Un miracle, mais l’un de ces miracles qui ne favorisent que les esprits bien préparés comme le disait Pasteur, se produisit alors : la découverte en 1972 dans le sol norvégien, par des chimistes de Sandoz (lesquels étaient encouragés à prélever des échantillons lors de leurs vacances) d’un microorganisme produisant un immunosuppresseur puissant, la cyclosporine. Les rejets de greffes pourront alors être évités, et la  transplantation cardiaque se redéveloppera avec le succès qu’on lui connait de nos jours. (il faudra tout de même attendre 1983 pour que la cyclosporine soit mise sur le marché, après une  première utilisation à titre expérimental en 1979 pour des greffes de reins, du pancréas ou de foie)

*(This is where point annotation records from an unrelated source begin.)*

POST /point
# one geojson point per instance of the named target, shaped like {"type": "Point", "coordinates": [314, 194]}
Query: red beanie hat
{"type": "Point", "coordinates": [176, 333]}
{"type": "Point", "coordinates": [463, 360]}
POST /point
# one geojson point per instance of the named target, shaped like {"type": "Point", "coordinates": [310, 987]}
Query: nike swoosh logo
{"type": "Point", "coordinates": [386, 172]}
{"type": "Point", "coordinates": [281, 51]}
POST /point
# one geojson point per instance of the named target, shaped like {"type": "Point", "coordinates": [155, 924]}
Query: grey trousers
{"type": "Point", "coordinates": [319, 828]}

 Il faudra sans doute, et c’est un espoir raisonnable, beaucoup moins de temps et de tentatives au cœur artificiel de Carmat pour connaître le succès ; et répondre aux espoirs des centaines de milliers de patients qui ne peuvent  obtenir de greffons, qui ne dépendront plus de la mort d’un autre pour leur survie et ne subiront plus  les inconvénients des traitements immunosuppresseurs.